According to the San Diego County Board of Supervisors’ meeting agenda, these juvenile fees were described as “debts for costs such as days in custody, legal assistance, and community supervision, among others.”
San Diego County Supervisor Nathan Fletcher called this action “a long-overdue step to alleviate an unjust burden on youth and families by (eliminating) the outdated practice of collecting overdue juvenile fees.”
Including San Diego, 40 California counties have stopped collecting past fees, much of which were charges that were decades old. The release from Western Center on Law & Poverty stated that these fees amounted to over $300 million.
“They’ve [the counties] have learned from research that these fees are a regressive and racially discriminatory tax on vulnerable families that undermine key goals of the justice system,” stated Jeffery Selbin, Clinical Professor of Law at UC Berkeley Law School.
The research Selbin was referring to was conducted by the Policy Advocacy Clinic at Berkeley Law in 2017. It exposed “the harmful, unlawful, and costly practice of charging juvenile administrative fees in California.”
“Counties should reimburse families for improperly charged fees,” the researchers suggested in addition to ending the collection of juvenile administrative fees. Berkeley Law also recommended that “the state and counties should collect and maintain better data in the juvenile system” in order to properly “understand the consequences of costly practices like juvenile administrative fees.
“Families barely making ends meet even before the current economic crisis suffer the most from these fees, which do nothing to help their kids,” Selbin added.
In the resolution that ended juvenile fees, San Diego County’s Board of Supervisors indicated that “the debt follows families well after the child’s offense and term of probation is completed, affecting their ability to invest in basic needs such as education and healthcare, or financially preparing their child for life as an adult.
“The long-term consequences of these outstanding debts further exacerbate conditions of poverty for not only the affected families but for their surrounding community and can lead to further unintended costs of society,” the resolution stated.
This action to eliminate all juvenile fee debts in San Diego County becomes official on June 2, 2020. However, according to the Western Center on Law & Poverty, the action “is retroactive to February 14, 2020 – the date the County declared a COVID-19 State of Emergency ‘to provide urgent and direct financial relief to these families.’” The COVID-19 global pandemic has already facilitated extraordinary financial hardships.
Even in the light of the COVID-19 health and economic crisis, the Western Center on Law & Poverty indicated that “18 counties have not discharged old fees.

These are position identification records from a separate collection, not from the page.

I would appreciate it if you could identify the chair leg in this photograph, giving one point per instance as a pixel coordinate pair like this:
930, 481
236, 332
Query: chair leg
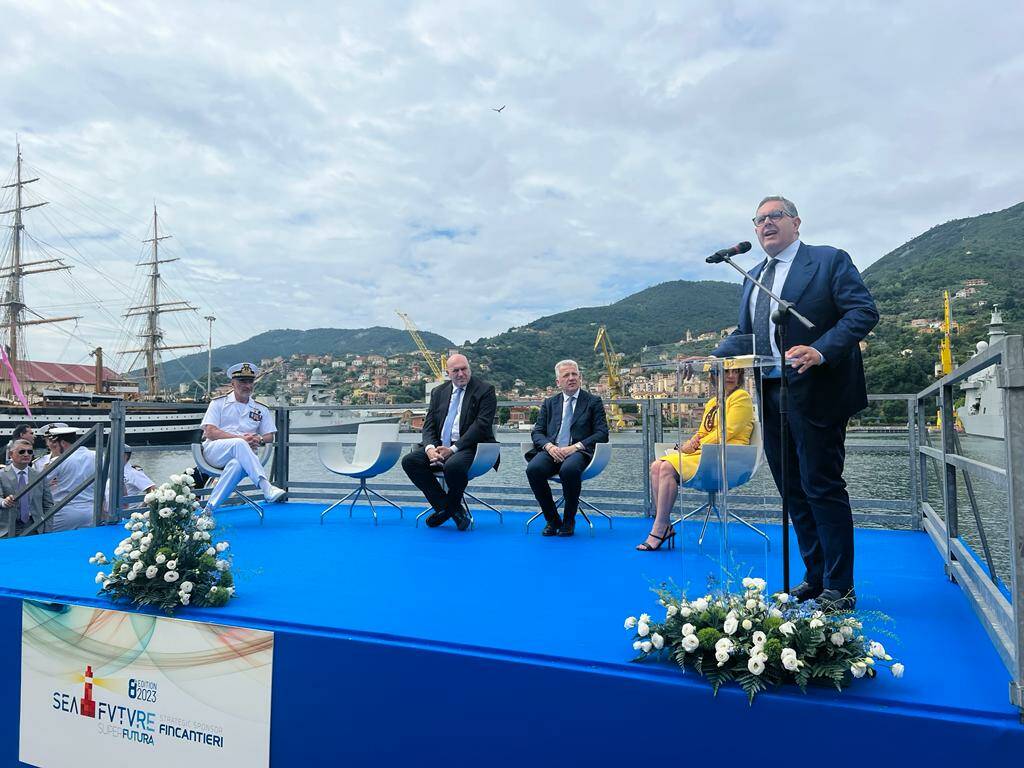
401, 512
501, 517
605, 515
753, 527
690, 514
338, 503
704, 527
531, 520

“Orange County is still collecting $38 million and Tulare is collecting $11 million,” stated the release.
Other counties in California that are still collecting old fees include Lassen County, Mendocino County, and San Luis Obispo County. In a combination of the 18 counties that have not stopped collecting, Berkeley Law estimates that $114,756,220 of old juvenile fees are still being collected.
Currently, legislators are trying to pass California Senate Bill 1290 which “seeks to eliminate juvenile fee debt altogether.
“If passed, SB 1290 will provide substantial relief for families living in counties that have not followed the majority of counties in the state in acknowledging that these fees are bad policy with little fiscal benefit,” stated Rebecca Miller, senior litigator at Western Center on Law & Poverty. She is also a co-sponsor of SB 190 and SB 1290.